In even simpler terms, don’t give HMRC a reason to suspect any wrongdoing!
Another trigger is abnormal fluctuations in figures – where a business’ figures drastically change from one year to the next. Though, these queries are more likely to lead to an “aspect enquiry” rather than an investigation.
Maybe you own a company that specialises in property lettings and your repair or maintenance expenses are very high one year; HMRC may want to find out why!
It is important that every business uses the extra space on their tax return form to full effect by explaining any anomalies in turnover or profit. If you cover all bases, then you shouldn’t have any reason for concern.
Good records, tidy accounts and clear tax returns
HMRC have gained more power in recent years and can now use information from third parties, stricter penalty regulations and even the right to search premises to their advantage – placing businesses under greater levels of scrutiny than ever before.

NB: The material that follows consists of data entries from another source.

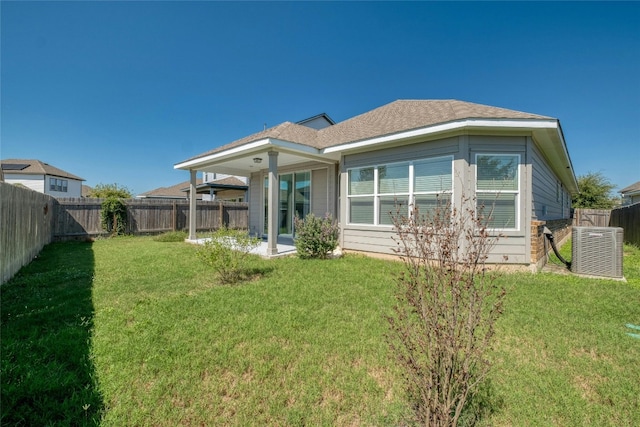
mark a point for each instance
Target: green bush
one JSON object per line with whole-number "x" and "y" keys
{"x": 114, "y": 215}
{"x": 226, "y": 252}
{"x": 316, "y": 237}
{"x": 171, "y": 236}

In addition to this, all companies are now legally obligated to file their tax returns online; allowing HMRC to use its own proprietary software to evaluate these documents and compare them with sector averages.
So what other factors can trigger an investigation? Well, cash-based businesses and companies within construction industry are notorious for raising eyebrows with HMRC.
And a lot can depend on the credibility and skills of your accountant. If your accountant is meticulous and able to spot potential obstacles, then this will stand you in good stead. However, you can’t put all of your eggs in one basket – an accountant’s work is only as good as the records they are handed over.
What happens in a tax inspection?
If your business is inspected, HMRC will take away all of your records and then return with questions. Usually they take one year’s accounts, but if they uncover any deception then they can go back by five years or more. In this case, they can raise penalties of up to 100% of any tax that is outstanding. But if an honest mistake has been made, there is the opportunity for a reduction.
That said many investigations find nothing amiss meaning there’s nothing to pay, so there is just the inconvenience to take into account.
Here are the three most important things that you can do to increase your chances of avoiding a HMRC tax investigation:
1) Ensure that your tax returns are submitted on time.
2) Make sure all of the information submitted is as accurate and comprehensive as possible.
3) Use the extra space to explain any fluctuations, as big variations in turnover or profit can arouse suspicion.